Functional effect prediction for all AD-predicted proteins
Based on the proteome-wide MOI predictions, we identified 7,483 AD or ADAR proteins and predicted their functional effect using the GCN model. Among them, 2,043 (28%) were classified as only DN, 1,097 (15%) as only HI, and 415 (6%) as only GOF. Additionally, 1,843 (26%) were both DN and HI, 1,569 (22%) were both DN and GOF, 181 (3%) were both HI and GOF, and 35 (1%) were classified as DN, HI, and GOF (Figure S6). We also provide the counts based on AD-only and ADAR-only proteins in Figures S7 and S8, respectively.

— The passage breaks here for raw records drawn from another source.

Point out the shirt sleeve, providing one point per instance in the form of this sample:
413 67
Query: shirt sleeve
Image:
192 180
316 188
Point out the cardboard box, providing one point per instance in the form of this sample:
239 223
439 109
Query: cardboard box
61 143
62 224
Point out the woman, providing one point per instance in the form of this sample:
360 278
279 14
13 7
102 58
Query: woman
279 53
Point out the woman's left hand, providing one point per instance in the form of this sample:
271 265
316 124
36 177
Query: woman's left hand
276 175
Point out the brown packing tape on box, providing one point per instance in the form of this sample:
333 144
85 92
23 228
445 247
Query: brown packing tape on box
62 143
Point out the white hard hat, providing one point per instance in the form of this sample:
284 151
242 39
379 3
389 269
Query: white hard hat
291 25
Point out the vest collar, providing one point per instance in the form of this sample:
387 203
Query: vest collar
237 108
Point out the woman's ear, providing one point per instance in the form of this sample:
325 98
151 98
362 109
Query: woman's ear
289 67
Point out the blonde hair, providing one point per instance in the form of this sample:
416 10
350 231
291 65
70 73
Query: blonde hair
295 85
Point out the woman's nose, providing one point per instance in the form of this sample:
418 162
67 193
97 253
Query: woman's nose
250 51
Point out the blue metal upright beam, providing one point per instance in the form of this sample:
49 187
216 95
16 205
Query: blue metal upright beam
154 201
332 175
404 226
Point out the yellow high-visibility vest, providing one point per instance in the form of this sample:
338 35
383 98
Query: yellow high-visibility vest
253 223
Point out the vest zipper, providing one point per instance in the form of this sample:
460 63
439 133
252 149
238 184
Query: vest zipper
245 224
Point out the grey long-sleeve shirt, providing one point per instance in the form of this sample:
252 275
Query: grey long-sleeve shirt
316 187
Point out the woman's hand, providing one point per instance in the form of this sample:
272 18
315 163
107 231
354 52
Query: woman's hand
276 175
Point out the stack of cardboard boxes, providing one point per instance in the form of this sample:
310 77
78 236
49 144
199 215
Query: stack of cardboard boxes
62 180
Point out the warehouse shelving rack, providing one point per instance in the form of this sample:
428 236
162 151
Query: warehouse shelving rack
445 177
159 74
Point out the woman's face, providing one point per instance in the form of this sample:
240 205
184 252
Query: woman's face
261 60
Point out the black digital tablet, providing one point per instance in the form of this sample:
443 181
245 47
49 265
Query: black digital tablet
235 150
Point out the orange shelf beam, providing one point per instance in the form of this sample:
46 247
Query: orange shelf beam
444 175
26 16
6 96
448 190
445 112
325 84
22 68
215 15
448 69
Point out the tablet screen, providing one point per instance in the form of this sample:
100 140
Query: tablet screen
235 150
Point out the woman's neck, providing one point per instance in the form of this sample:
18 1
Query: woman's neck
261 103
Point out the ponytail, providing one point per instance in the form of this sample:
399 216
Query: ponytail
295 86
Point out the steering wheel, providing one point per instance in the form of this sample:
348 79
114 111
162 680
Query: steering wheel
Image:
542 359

Pathway enrichment analysis revealed that DN proteins are enriched in pathways associated with filament organization (Figure 7, left), HI proteins are overrepresented in pathways related to transcription regulation (Figure 7, middle), and GOF proteins are enriched in pathways related to ion transport across membranes (Figure 7, right).Figure 7. Pathway analysis for DN, HI, and GOF proteinsThe panels show the top significantly enriched pathways for proteins associated with DN (left), HI (middle), and GOF (right) mechanisms.
Discussion
In this work, we introduce a novel framework that integrates GNNs with structural interactomics to predict both the MOI and the functional effects of mutated proteins in genetic disorders. By leveraging PPI network and high-resolution protein structures, we offer a graph-of-graphs approach that addresses two critical aspects of genetic disease prediction. This allows us to not only classify proteins as AD or AR but also predict whether AD diseases manifest through HI, GOF, or DN mechanisms. Our framework demonstrated good performance in predicting MOI, with the GAT model achieving the best score for identifying AD and AR proteins. In terms of functional effects, the GCN model effectively classified HI, GOF, and DN proteins based on structural features.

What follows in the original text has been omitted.